WJC Takeaways: Lafreniere erases any doubt about No. 1 pick potential

Canada's Alexis Lafreniere celebrates after scoring against the United States. (Petr David Josek/AP)

Fresh off Team Canada’s golden performance at the 2020 World Junior Championship, Sportsnet’s Sam Cosentino offers up his top takeaways from the eventful tournament:

Who’s Number One?
Despite missing two games, Alexis Lafreniere was named the tournament’s MVP with 10 points over the five games he played. Lafreniere also had two helpers in the final, erasing any doubt as to who should be the No. 1 pick in June.

Hockey Canada
It was a bit of a departure that didn’t come without some risk when Mark and Dale Hunter were tabbed to work alongside Shawn Bullock and Brad McEwen to put together Team Canada. The Hunters are hockey lifers and they don’t deviate from how they go about their business, which isn’t always the way of the company line.

Dale Hunter
The London Knights often draw the ire of their OHL counterparts for their ability to attract top players and consistently put a winning product on the ice. There is a thought that Dale Hunter’s coaching success is a product of the good teams he has to coach. Taking the youngest Canadian team ever with two internationally inexperienced goalies and winning gold says a lot about his coaching acumen.

Samuel Fagemo
There was widespread sentiment in the scouting world was that Fagemo was the most improved player in Sweden during the 2018-19 season. He lead the tournament in goals (eight) and points (13) in his continued development as one of the L.A. Kings future pieces.

Joel Hofer
Once chosen to go to selection camp, a few WHL people reached out to me to say just how good he’s been in the WHL for Portland. They weren’t wrong. His path from seeing a large volume of shots with Swift Current before dealt to Portland to experience high-risk chances enabled him to have success as the tournament’s top goalie.

Yaroslav Askarov
The next great Russian goaltending prodigy struggled throughout the tournament and ended up not starting the gold-medal game as a result. Askarov finished the tournament with a 2.71 goals-against average and an .876 save percentage over five games. Will this tournament hurt his draft status?
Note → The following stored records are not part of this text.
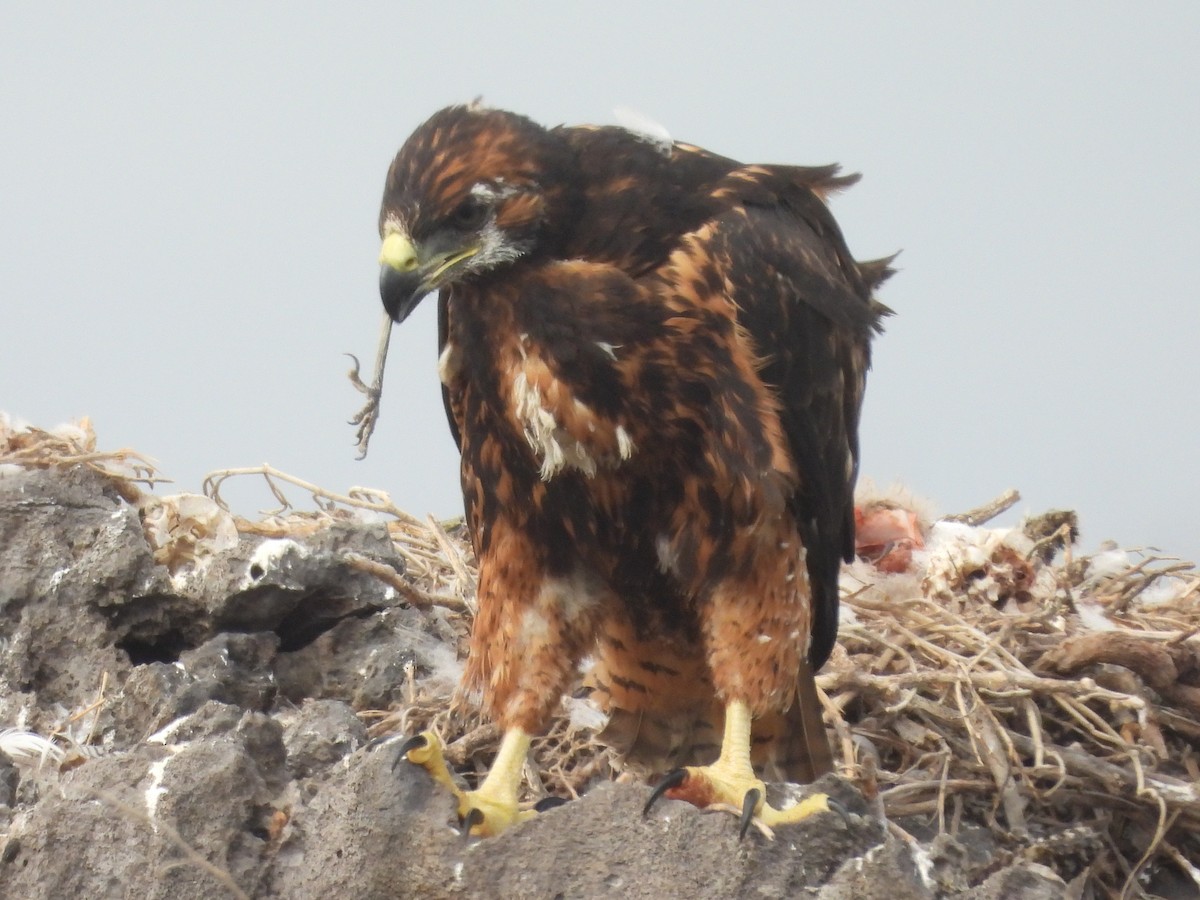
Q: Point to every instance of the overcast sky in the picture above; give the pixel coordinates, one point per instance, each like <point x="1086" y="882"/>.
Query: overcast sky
<point x="190" y="193"/>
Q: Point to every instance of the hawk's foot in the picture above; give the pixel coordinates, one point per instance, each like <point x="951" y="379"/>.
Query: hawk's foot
<point x="717" y="787"/>
<point x="491" y="808"/>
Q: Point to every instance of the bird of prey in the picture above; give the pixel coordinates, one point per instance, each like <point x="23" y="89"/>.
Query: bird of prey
<point x="653" y="363"/>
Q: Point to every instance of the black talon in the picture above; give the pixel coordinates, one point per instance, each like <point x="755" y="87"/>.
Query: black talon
<point x="411" y="744"/>
<point x="546" y="803"/>
<point x="840" y="809"/>
<point x="749" y="803"/>
<point x="473" y="817"/>
<point x="673" y="779"/>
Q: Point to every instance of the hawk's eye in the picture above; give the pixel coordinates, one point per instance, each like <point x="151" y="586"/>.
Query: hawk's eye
<point x="469" y="215"/>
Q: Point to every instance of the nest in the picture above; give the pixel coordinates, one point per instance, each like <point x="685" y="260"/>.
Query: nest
<point x="996" y="688"/>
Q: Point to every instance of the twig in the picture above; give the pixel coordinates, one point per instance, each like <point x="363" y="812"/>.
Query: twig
<point x="988" y="511"/>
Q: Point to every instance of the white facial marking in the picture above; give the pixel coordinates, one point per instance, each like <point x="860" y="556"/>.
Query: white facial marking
<point x="624" y="443"/>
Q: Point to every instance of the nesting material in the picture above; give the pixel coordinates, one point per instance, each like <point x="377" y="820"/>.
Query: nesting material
<point x="988" y="683"/>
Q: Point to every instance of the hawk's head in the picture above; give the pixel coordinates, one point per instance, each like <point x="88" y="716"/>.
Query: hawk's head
<point x="471" y="190"/>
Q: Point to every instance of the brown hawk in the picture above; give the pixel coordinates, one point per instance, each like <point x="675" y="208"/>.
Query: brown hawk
<point x="653" y="363"/>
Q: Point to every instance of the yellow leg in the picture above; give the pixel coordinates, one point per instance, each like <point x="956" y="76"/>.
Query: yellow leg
<point x="731" y="783"/>
<point x="492" y="808"/>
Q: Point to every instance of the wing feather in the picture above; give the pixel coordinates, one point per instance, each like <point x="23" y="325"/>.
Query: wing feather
<point x="808" y="310"/>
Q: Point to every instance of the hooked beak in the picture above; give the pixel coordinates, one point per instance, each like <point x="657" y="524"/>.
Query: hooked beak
<point x="408" y="273"/>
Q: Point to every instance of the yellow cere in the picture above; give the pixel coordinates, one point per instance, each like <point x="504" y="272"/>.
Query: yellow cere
<point x="399" y="253"/>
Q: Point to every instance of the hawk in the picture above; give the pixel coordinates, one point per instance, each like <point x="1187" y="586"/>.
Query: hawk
<point x="653" y="363"/>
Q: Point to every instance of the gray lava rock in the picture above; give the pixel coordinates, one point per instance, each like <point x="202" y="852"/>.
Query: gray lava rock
<point x="226" y="755"/>
<point x="323" y="732"/>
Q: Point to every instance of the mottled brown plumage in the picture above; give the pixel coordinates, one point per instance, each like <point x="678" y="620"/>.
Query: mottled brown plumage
<point x="653" y="361"/>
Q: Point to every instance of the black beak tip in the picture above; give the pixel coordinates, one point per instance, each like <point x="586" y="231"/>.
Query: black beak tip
<point x="400" y="292"/>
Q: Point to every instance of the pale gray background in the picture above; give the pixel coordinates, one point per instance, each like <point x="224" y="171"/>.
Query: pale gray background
<point x="187" y="222"/>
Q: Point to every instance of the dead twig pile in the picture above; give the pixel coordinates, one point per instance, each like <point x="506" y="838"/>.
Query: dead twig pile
<point x="1056" y="707"/>
<point x="997" y="687"/>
Canada’s Dylan Cozens celebrates with teammates Alexis Lafreniere, Joe Veleno, Barrett Hayton and Calen Addison after scoring the first goal against Russia during the gold medal game. (Ryan Remiorz/CP)

Rasmus Sandin
The Toronto Maple Leafs property gave a good indication of why the Leafs are so high on him. Good on Kyle Dubas for releasing him from the AHL and giving him the experience of playing a lead role with his bronze medal-winning countrymen.

Calen Addison
The Pittsburgh prospect by way of the Lethbridge Hurricanes was brilliant in the final game with three helpers en route to a nine-point tournament, second-best amongst all defencemen, one point behind Sandin.

Barrett Hayton
It’s always a risky proposition when NHL players are loaned to their respective country’s WJC teams. The Arizona Coyotes are happy to have Hayton experience the pressure-packed situation of winning a gold medal, but with a shoulder injury, his timetable to return may be in the air.

Adversity Serves
Team Canada had to deal with a number of challenges from its worst-ever WJC loss (6-0 to Russia), a head-butting suspension to Joe Veleno, a knee injury to Lafreniere, and a shoulder injury to Hayton. The Canadians persevered through it all and turned up golden.

Nikita Alexandrov
The Charlottetown Islanders were well-represented by Nikita Aoexandrov, who was named the top Russian player in the gold-medal game. Alexandrov had a goal and an assist in the 4-3 loss. He finished with eight points over seven games in a silver-medal-winning performance.

The Professor
It was interesting to see The Professor, Igor Larionov, behind the Russuan bench as an assistant coach for this tournament. It goes to show you just how important the event is in Russia. Larionov left a successful run as a player agent to work for the Russian Ice Hockey Federation.

All Swede, No Finish
The Swedes have gone 13 straight years (52 games) without losing in pool play. However that has translated to just one gold medal (in 2012) — the Swedes needed overtime to upend Russia in that gold-medal game. A bronze finish is decent, but in six-of-13 occasions, the Swedes have failed to medal at all.


Czech Salut
Big props to the host country Czech Republic for it’s amazing support of the event. The fans’ enthusiasm and general willingness to have a good time is the perfect mindset to have over the holiday season. Over 173,000 total spectators took in the games.

German Design
The Germans were able to upend Kahakstan to remain in the top grouping for next year, with players like Moritz Seider, Lukas Reichel John Peterka and Tim Stutzle.

Speaking of Germans
Tim Stutzle didn’t play in the final yet still ended up with five assists in the tournament. He’s had a great season in Mannheim and his tournament play surely aided what was already projected to be a top-10 pick in June.

He Gone
It will be interesting to see which CHL players end up where upon returning from the Czech Republic.

Penalty Music
The music alone would’ve kept me out of the box.